Historiquement, les gènes ont obtenu une grande partie du crédit pour cet exploit d’ingénierie biologique. Ce sont nos gènes, pensait-on, qui fournissent une empreinte moléculaire qui détermine comment les cellules se spécialisent en composants spécifiques à un organe et comment elles se réorganisent pour donner naissance à des structures complexes. Mais certains scientifiques ont trouvé des raisons de remettre en question cette théorie. Par exemple, certaines structures se forment à une si grande échelle qu’il est difficile d’expliquer comment les signaux moléculaires supervisent la formation de motifs sur une si longue distance, laissant entendre que d’autres mécanismes doivent être en jeu.

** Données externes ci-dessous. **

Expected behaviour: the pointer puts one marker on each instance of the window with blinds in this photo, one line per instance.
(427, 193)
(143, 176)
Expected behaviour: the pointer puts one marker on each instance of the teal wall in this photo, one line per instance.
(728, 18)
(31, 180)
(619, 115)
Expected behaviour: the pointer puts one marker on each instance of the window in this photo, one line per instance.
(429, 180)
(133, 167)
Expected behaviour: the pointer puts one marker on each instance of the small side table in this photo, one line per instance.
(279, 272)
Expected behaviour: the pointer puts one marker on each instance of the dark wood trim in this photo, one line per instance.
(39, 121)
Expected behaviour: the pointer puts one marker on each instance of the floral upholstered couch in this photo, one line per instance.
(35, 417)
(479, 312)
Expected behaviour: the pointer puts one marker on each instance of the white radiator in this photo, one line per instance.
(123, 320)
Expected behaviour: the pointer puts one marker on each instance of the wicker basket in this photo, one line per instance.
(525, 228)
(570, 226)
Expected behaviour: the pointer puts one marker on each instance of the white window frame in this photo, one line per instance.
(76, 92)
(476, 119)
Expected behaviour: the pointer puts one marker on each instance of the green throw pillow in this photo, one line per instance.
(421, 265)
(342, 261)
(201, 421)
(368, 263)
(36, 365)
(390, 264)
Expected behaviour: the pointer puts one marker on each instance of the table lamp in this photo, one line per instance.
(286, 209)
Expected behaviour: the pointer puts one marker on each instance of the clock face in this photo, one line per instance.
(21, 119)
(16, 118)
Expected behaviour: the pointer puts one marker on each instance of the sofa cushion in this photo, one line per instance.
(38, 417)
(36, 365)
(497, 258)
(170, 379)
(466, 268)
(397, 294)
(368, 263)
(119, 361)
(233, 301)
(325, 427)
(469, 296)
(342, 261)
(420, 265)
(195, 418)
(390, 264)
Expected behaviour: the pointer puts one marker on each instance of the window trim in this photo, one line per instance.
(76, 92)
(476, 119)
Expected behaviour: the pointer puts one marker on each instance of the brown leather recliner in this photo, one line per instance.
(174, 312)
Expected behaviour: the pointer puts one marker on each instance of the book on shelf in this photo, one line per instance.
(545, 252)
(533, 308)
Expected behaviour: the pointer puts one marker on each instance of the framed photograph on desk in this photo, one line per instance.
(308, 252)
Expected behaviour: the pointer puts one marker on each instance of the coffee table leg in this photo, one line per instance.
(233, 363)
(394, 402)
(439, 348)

Dans une perspective alternative, Shyer et Rodrigues se concentrent sur le rôle de la mécanique cellulaire collective dans la morphogenèse. Leurs travaux antérieurs ont montré que des changements morphologiques dans la peau des oiseaux apparaissent avant que les gènes impliqués dans la formation des follicules ne soient exprimés. « Ce ne sont donc pas nécessairement les gènes qui initient les premiers changements morphologiques », explique Rodrigues. « Au lieu de cela, nous avons constaté que les cellules s’auto-organisent pour initier des follicules. En même temps, nous ne connaissions pas le mécanisme précis qui permet cette auto-organisation.
Alignement collectif
Dans la nouvelle étude, l’équipe de Shyer et Rodrigues a entrepris d’examiner de plus près ce qui propulse exactement le tissu à changer. Pour zoomer sur les moments précédant la formation du motif, les chercheurs ont utilisé des cellules primaires de peau fraîchement prélevées sur des embryons de poulet et ajouté du collagène, un composant essentiel qui structure la peau. Ces deux ingrédients suffisaient pour que l’ensemble du processus se déroule dans un plat de laboratoire. Ce système a permis aux chercheurs de reconstruire le développement naturel de la peau tout en éliminant tout signal moléculaire potentiel des tissus voisins.
En observant le processus d’agrégation cellulaire image par image, Karl Palmquist, auteur principal de l’étude, a découvert que les cellules contractiles de la peau commençaient à s’attacher au substrat à base de collagène en forme de maille qui les entoure et à tirer dessus. Il a ensuite fait une observation clé : la force de traction de nombreuses cellules réaligne la matrice en une structure hautement ordonnée qui résiste à la traction. Les cellules, sentant la tension accrue, se contractent de plus en plus, augmentant leur traction. Finalement, les forces réciproques entre les cellules et la matrice extracellulaire génèrent un alignement collectif des cellules qui permet au champ de cellules de se transformer en un motif ordonné d’agrégats ressemblant à des follicules.
En collaboration avec Anna Erzberger, auteur principal qui était un ancien post-doctorant dans le laboratoire de James A. Hudspeth et est actuellement chef de groupe au Laboratoire européen de biologie moléculaire à Heidelberg, en Allemagne, l’équipe a développé un modèle théorique de développement de la peau basé sur le propriétés physiques des fluides. Ce modèle a prédit avec précision la formation spontanée d’agrégats multicellulaires réguliers.
L’équipe prévoit d’étudier comment des mécanismes multicellulaires similaires peuvent faire partie intégrante de la structuration d’autres tissus du corps dans le développement et la maladie.